Fortunately, along with expenses, there are also programs that help ease the financial burden. When you qualify, these programs can greatly defray the costs of adopting along with easing the costs of raising your child. How you structure your finances at the end of the year can go a long way when it comes to ensuring that you take full advantage of the programs that are available to you. Here’s what you should know about end of the year adoption-related expenses:
What are the costs associated with adoption?
The first thing to do when it comes to structuring your end of the year finances for your adoption is to appreciate all of the costs that are associated with adoption. Some expenses are the same in every adoption case. In other cases, the cost of adoption depends on the type of adoption that you pursue. In any event, having a realistic look at the costs involved can help you plan to set enough aside for your adoption.
Families of all types adopt. You don’t have to be rich to adopt. It’s just important to appreciate the financial commitment that’s involved with adoption so that you can do the best possible job structuring your household finances to prepare for the expenses.
The courts charge a fee in order to process your adoption case. Filing fees are standard in all adoption cases. They’re a fixed cost. Although there may be other court-related expenses like witness fees if your case goes to a hearing, the filing costs for an adoption are the same in all cases.
Home study costs and agency fees
Whether you work with an agency to complete your home study or you find qualified individuals on your own, one of the biggest expenses related to any adoption is the home study. Home studies are expensive because they require multiple visits to the home and detailed reporting. A home study can cost more than $1,000 and may even cost up to $3,000 in some cases.
Infant adoption – biological mother’s attorney and living expenses
If you adopt an infant, it’s customary to pay the mother’s living expenses. There are strict rules about what you can and can’t help the biological mother with financially. In addition to living expenses, it’s also customary to pay for her attorney fees.

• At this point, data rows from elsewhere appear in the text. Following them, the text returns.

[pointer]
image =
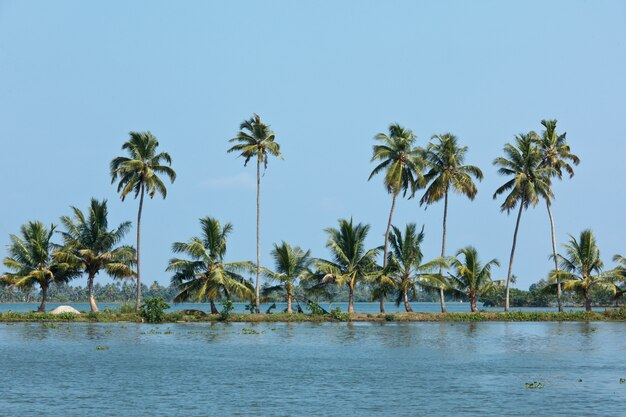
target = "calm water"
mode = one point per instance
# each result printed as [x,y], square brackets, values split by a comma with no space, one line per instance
[240,307]
[325,369]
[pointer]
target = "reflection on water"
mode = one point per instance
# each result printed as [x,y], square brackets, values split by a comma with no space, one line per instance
[284,369]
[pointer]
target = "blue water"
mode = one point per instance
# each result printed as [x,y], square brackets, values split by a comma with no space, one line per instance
[240,307]
[312,369]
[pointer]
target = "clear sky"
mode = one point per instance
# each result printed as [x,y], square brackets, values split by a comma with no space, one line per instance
[76,77]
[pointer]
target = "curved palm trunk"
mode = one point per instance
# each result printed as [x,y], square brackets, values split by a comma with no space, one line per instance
[258,237]
[556,261]
[442,297]
[510,273]
[214,309]
[92,299]
[44,296]
[139,248]
[351,300]
[405,297]
[289,310]
[386,250]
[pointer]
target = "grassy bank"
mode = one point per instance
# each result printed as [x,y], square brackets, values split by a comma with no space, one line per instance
[175,317]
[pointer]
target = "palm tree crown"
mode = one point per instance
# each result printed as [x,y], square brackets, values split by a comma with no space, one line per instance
[445,159]
[32,260]
[472,278]
[581,267]
[205,276]
[141,169]
[90,244]
[291,265]
[350,261]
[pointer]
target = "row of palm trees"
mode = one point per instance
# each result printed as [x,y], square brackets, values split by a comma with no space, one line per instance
[531,164]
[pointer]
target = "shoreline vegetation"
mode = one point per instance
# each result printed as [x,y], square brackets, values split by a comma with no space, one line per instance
[113,316]
[395,271]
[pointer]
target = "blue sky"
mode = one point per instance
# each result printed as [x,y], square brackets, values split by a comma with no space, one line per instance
[76,77]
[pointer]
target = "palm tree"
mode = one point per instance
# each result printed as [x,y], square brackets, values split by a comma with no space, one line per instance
[406,268]
[402,163]
[90,244]
[447,173]
[291,264]
[32,261]
[256,139]
[206,276]
[350,262]
[139,174]
[557,155]
[530,181]
[581,267]
[472,278]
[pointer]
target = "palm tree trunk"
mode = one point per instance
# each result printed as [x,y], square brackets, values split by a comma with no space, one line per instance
[214,309]
[44,296]
[258,236]
[556,261]
[442,298]
[508,277]
[587,300]
[289,310]
[92,299]
[139,248]
[351,300]
[405,297]
[386,250]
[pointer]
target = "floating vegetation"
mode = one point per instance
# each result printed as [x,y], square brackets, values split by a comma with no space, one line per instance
[533,385]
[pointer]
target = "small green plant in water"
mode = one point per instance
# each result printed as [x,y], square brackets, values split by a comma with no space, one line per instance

Travel for out of state and international adoptions
Out of state and international adoptions require significant travel. You’re going to have a wait in your child’s home location for approval to move the child across state and international lines. In an international adoption, you also need government documents and approvals in order to take your child home.

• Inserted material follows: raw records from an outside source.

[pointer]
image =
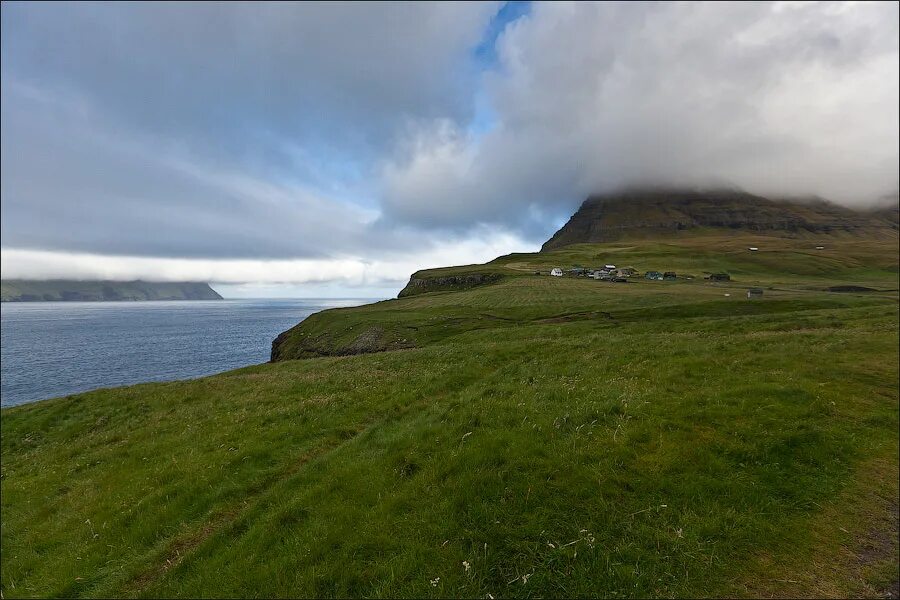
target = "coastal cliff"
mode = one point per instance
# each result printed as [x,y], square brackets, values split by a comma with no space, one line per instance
[57,290]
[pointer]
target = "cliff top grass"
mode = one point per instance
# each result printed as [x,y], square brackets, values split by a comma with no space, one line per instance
[532,437]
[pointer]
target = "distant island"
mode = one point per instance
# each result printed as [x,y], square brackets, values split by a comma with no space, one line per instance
[60,290]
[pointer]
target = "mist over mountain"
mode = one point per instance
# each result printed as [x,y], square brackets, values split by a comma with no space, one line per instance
[652,211]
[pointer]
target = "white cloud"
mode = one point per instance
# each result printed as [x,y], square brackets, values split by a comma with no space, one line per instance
[779,99]
[388,272]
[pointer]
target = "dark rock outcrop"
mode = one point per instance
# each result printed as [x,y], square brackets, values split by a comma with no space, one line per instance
[642,213]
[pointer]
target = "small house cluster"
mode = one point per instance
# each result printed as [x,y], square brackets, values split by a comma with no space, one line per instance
[616,274]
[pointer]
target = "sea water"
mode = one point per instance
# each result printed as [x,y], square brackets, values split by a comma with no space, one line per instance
[51,349]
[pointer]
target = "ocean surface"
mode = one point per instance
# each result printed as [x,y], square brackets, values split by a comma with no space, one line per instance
[51,349]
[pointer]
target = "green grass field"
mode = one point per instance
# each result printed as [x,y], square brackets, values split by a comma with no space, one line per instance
[533,437]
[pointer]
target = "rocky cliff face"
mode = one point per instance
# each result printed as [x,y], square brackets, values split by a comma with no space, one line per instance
[21,290]
[652,212]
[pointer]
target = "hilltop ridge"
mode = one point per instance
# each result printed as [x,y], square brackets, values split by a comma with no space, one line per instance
[654,212]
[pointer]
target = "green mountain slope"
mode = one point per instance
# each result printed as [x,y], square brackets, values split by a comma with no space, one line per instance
[656,212]
[20,290]
[530,436]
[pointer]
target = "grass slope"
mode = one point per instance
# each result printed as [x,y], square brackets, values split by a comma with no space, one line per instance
[538,437]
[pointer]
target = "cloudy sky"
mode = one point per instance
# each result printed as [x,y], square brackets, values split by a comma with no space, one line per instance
[332,149]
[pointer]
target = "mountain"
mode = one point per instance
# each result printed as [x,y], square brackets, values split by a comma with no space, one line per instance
[646,213]
[52,290]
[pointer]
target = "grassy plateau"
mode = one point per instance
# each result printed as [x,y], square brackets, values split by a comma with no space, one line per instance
[530,437]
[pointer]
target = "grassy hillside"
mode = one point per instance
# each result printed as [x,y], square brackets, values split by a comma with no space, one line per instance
[534,436]
[20,290]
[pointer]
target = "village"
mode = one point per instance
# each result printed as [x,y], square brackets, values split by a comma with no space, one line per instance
[614,274]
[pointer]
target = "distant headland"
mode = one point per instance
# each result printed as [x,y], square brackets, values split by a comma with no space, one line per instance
[60,290]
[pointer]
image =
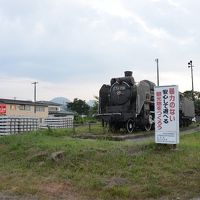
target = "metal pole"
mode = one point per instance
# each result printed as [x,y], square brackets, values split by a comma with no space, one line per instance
[192,82]
[191,66]
[34,83]
[157,71]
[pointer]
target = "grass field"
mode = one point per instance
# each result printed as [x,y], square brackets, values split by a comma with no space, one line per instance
[97,169]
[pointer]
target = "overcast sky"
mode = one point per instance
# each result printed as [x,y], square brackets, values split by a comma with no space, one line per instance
[72,47]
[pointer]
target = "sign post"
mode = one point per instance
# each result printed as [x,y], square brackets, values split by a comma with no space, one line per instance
[166,114]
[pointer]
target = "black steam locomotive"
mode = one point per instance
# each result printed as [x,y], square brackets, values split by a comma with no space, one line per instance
[125,104]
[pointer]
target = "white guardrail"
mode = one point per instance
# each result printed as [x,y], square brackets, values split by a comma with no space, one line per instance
[12,125]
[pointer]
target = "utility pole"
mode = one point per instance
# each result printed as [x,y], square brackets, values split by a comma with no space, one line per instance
[191,66]
[35,83]
[157,71]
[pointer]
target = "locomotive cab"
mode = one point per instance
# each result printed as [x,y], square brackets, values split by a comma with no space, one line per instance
[123,104]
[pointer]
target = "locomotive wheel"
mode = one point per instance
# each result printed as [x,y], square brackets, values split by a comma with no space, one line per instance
[130,126]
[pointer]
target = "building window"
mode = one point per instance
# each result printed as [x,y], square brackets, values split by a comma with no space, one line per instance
[40,109]
[12,107]
[24,107]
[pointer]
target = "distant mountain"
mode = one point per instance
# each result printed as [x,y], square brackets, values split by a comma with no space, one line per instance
[61,100]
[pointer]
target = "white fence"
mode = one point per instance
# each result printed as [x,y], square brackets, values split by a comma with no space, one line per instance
[13,125]
[58,122]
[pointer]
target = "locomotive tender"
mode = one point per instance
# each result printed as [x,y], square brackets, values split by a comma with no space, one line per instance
[125,104]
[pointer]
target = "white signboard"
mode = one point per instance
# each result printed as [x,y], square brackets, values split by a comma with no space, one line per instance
[166,114]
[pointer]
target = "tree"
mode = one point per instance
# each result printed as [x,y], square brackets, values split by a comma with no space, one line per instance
[79,106]
[188,94]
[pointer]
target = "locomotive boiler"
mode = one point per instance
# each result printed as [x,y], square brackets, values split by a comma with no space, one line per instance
[125,104]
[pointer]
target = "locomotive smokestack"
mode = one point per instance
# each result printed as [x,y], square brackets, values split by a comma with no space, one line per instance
[128,73]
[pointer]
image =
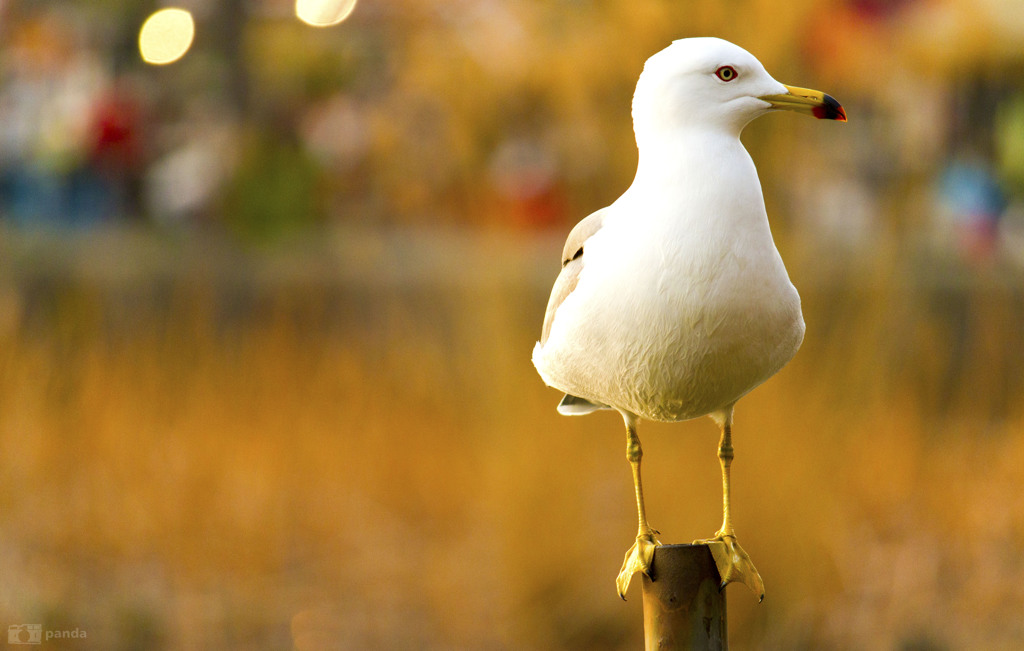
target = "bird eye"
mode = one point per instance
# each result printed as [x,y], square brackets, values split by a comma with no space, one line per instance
[726,73]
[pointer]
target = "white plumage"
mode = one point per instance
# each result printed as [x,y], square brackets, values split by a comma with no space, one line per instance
[673,302]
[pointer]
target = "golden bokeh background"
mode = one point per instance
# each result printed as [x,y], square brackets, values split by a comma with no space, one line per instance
[266,315]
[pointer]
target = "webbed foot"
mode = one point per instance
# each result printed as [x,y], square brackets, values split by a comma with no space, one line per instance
[638,559]
[734,565]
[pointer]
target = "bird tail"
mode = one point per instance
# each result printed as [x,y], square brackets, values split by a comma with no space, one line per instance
[573,405]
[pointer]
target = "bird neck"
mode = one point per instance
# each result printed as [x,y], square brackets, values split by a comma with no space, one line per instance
[708,162]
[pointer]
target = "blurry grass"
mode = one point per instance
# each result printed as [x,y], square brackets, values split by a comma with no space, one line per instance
[377,466]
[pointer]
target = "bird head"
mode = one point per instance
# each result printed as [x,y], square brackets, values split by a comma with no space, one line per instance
[708,83]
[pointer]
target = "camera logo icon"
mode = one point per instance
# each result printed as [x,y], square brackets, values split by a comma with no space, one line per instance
[25,634]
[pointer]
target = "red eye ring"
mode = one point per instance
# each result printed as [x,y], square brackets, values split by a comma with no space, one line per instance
[726,73]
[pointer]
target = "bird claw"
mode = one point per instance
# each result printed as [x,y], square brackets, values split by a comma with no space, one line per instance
[734,565]
[639,558]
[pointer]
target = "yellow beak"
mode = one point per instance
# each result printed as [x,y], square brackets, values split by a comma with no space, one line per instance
[813,102]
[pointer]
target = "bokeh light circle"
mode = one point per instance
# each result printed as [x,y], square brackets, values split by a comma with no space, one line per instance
[324,12]
[166,36]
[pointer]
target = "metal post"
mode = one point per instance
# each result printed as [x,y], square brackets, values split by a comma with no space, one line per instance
[683,607]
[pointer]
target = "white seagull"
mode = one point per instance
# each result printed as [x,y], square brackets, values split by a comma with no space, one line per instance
[673,302]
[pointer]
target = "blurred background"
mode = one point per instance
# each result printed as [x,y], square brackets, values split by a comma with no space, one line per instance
[266,313]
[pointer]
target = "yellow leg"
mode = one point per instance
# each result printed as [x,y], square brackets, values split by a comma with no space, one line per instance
[641,555]
[733,563]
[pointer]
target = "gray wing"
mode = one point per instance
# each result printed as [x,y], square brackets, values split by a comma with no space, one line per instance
[572,257]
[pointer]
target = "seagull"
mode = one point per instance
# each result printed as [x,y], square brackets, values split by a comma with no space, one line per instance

The costs of care for your child
Finally, there are financial costs associated with raising a child. All children have financial needs. Your child may have costs of daily living as well as extraordinary expenses like special medical needs or counseling needs.

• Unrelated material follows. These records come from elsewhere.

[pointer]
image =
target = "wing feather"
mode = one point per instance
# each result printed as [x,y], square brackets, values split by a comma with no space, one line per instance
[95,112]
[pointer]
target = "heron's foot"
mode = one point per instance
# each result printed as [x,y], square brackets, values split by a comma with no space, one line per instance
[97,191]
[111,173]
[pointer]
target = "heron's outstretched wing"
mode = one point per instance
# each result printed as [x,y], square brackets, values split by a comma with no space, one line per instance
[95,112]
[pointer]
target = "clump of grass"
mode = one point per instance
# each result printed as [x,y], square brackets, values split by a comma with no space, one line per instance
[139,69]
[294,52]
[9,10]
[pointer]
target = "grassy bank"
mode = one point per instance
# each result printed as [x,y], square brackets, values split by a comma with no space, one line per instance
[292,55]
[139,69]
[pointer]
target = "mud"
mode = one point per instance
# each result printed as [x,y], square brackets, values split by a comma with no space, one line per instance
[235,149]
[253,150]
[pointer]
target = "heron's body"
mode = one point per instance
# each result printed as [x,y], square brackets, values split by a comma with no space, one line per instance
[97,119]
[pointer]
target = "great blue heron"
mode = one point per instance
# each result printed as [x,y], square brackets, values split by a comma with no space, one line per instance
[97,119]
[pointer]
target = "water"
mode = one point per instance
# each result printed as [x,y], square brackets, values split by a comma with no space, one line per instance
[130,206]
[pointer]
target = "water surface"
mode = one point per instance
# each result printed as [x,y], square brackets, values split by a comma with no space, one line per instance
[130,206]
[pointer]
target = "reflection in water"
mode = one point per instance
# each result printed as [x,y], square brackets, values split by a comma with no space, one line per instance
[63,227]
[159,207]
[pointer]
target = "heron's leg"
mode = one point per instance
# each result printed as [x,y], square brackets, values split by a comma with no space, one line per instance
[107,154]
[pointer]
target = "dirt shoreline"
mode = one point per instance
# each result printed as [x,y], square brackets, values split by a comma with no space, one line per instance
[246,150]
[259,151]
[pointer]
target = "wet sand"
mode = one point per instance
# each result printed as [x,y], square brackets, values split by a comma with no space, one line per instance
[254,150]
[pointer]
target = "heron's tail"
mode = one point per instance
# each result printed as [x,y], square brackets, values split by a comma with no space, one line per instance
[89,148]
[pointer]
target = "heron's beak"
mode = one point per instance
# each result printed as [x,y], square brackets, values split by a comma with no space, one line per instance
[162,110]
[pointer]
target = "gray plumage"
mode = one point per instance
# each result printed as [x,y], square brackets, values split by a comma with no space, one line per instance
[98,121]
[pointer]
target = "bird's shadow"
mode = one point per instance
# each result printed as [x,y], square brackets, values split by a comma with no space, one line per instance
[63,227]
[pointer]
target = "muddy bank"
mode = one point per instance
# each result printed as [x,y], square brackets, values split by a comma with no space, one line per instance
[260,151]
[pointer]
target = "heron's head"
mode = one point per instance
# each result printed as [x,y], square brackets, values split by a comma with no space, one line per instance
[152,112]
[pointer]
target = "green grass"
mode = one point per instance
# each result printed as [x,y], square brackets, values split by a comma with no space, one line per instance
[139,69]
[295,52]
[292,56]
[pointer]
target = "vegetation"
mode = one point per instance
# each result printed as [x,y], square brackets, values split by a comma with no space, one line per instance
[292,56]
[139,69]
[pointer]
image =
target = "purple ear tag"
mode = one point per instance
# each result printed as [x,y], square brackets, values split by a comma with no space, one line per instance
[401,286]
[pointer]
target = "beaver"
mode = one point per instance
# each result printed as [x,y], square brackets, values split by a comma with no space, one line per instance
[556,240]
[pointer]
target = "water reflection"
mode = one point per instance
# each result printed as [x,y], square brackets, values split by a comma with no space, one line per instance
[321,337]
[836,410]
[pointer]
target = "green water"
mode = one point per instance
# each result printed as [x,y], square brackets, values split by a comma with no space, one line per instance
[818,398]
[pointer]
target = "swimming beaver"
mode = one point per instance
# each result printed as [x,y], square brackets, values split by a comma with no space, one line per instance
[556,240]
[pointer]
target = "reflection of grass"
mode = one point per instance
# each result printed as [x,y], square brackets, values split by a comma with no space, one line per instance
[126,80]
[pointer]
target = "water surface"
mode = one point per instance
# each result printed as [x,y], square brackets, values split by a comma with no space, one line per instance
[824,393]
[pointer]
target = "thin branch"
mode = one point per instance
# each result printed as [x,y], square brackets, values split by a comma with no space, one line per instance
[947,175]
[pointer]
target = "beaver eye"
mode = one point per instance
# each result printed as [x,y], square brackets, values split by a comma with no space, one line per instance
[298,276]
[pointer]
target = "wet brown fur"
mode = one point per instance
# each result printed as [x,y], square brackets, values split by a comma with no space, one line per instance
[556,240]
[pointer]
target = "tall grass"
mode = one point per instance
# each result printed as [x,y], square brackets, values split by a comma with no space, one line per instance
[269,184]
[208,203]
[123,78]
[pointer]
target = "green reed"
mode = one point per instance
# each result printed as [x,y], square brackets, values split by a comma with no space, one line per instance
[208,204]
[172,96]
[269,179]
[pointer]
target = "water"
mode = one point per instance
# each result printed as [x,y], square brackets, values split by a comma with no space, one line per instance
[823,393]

How to afford an adoption: Financial help for adoption
Even though there are significant expenses associated with adoption, there are also significant financial resources that are available in many cases. These assistance programs are both federal and state-based. There are also private resources that may help you. What programs you qualify for depend on the type of adoption. Here are some of the programs that you might qualify to use to fund your adoption:
Tax credits for adoption
The U.S. federal government has a generous tax credit program for adopting families. The program allows families to deduct most of the costs of their adoption from their federal taxes. When you’re structuring your end of the year finances, it’s important to remember that you can carry over this tax credit from year to year. If you don’t use the entire tax credit in one year, you can use it in later years. It’s important to structure your taxes in a way that you take full advantage of the tax credit. Things like travel and court costs can all offer lucrative tax credits if you structure things right.
Adoption tax credits aren’t available to everyone. If you adopt your spouse’s child, the adoption tax credits don’t apply. In most other cases, nearly all of your adoption expenses can be structured as tax credits that are spread out over multiple years to offer you maximum benefit.
In addition to federal subsidies, there are also state subsidies that can help you with the cost of adoption. If your child is considered a high risk to find an adoptive family based on age, special needs or race, you might qualify to receive monthly cash payments that remain in effect until your child reaches the age of 18. As you look at your finances at the end of the year, it’s important to remember that your subsidies don’t go into effect until the adoption is complete. You must also apply to take advantage of the subsidies. If you qualify and complete the application process, these monthly subsidies can go a long way to helping you have a sound financial footing for your family. Be sure to remember that your child may also qualify for state medical insurance for their entire childhood.
Reimbursement for foster care adoptions
If you adopt from foster care, the State of North Carolina may help you directly with some of the costs associated with the adoption. They might directly reimburse you for things like your filings fees and the costs of your home study. Be sure to keep records of your expenses. The reimbursement is significant; if you qualify, direct reimbursements may be up to $2,000.
Fundraising for adoption
Remember that friends, family and your employer may be eager to help you find the funds for adoption. Your support network may be eager to help you organize fundraisers for a worthy cause. Employers often have generous adoption assistance programs, too. Don’t forget to explore private resources as you organize your financial plan for adoption.
Costs and financial support for adoption
The end of the year is a great time to think about your adoption-related finances. Although adoption is expensive, there are financial programs that are available to help you. Examining your finances can help you begin the new year with a sound adoption plan that works for your finances and for your family.